Casi no he podido creerlo, aun cuando escribo estas líneas dudo de que sea cierto, pero es un hecho que se me ha ofrecido, y por supuesto he aceptado, servir en la Compañía Ligera del II/87. Me atrae sobremanera la perspectiva pues supone huir del rígido sistema de las compañías de batallón donde existen pocas posibilidades de emplear la iniciativa.

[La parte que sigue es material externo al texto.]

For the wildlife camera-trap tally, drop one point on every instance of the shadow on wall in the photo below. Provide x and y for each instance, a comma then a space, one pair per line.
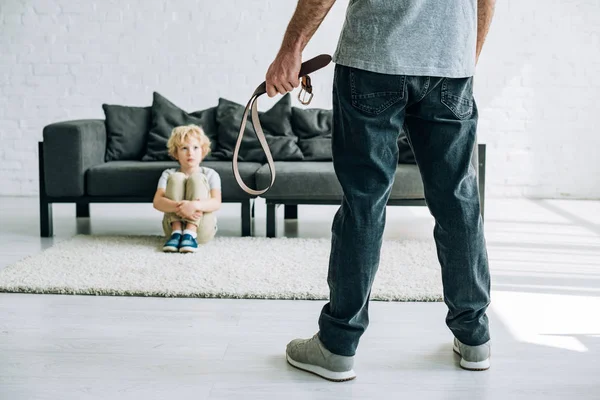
536, 89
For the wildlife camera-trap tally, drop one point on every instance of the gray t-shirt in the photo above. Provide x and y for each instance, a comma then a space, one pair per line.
410, 37
214, 180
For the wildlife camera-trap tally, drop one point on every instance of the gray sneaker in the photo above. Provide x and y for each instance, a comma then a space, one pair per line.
473, 358
310, 355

Realmente es la compañía ligera, junto a la compañía de granaderos, de cada batallón la unidad que cuenta con mayor libertad de acción y eso implica que cada oficial pueda desempeñar su labor de un modo tanto más imaginativo que lo señalado en el manual de Reglas y Regulaciones(…) de Sir David Dundas.
No sería honesto conmigo mismo ni con el propósito que me animó al escribir este diario si no considerase aquí que mi destino en la compañía ligera pudiera tener algo que ver con las amistades de mi padre en los Comunes y en la Guardia Montada, las mismas que aprobaron mi nombramiento pese a la irregularidad del mismo. Esta circunstancia me obliga a poner todo mi empeño de forma rigurosísima en el cumplimiento de mi deber pues de mi conducta habré de dar cuenta ante hombres respetables e influyentes.
Así pues, dada mi actual situación, he actuado en consecuencia y adaptado mi indumentaria y equipo. Mi primera providencia ha consistido en adquirir un sable curvo de caballería ligera, que es el arma blanca reglamentaria en los oficiales de las compañías de flanco. Después de un minucioso examen, me he decidido por la soberbia pieza que me ofrecía el teniente Matthew Evans, del 14 de Dragones Ligeros, y por la que he pagado diez guineas y diecisiete chelines.
A continuación he acudido a un vivandero de los muchos que acompañan a un ejército en campaña vendiendo toda clase de productos a quien esté en la necesidad, o el capricho, de adquirirlos. El honesto Jack Malone hace honor al rótulo que flamea en su carreta de que posee cualquier cosa que uno pueda desear pues, en el rato que he aguardado mi turno, ha vendido diez botellas de oporto a un capitán de artillería; un telescopio a un mayor del 48; una gualdrapa del 3º de Dragones de la Guardia a un teniente del mismo y un juego de escalpelos al cirujano de los Connaughts. En mi caso he adquirido las dragonas distintivas de la compañía ligera y el plumín de color verde y, siguiendo los consejos que recibiera del teniente Henry Hobbarth en la Thebes, me he hecho con un excelente par de pistolas, con sus accesorios, y un puñal. A decir del señor Malone tengo buen ojo para las armas, y aunque supongo que la lisonja va incluida en las cuarenta y nueve libras, ocho chelines y seis peniques, le dejado un chelín de más.
Ahora solamente me resta presentarme a mi capitán aunque que deberé esperar algún tiempo pues la compañía ligera se encuentra en Lisboa. No veo el momento de conocer a mis hombres y no ceso de contemplar las dragonas ya cosidas a mi casaca pareciéndome que todo forma parte de un misterioso encantamiento.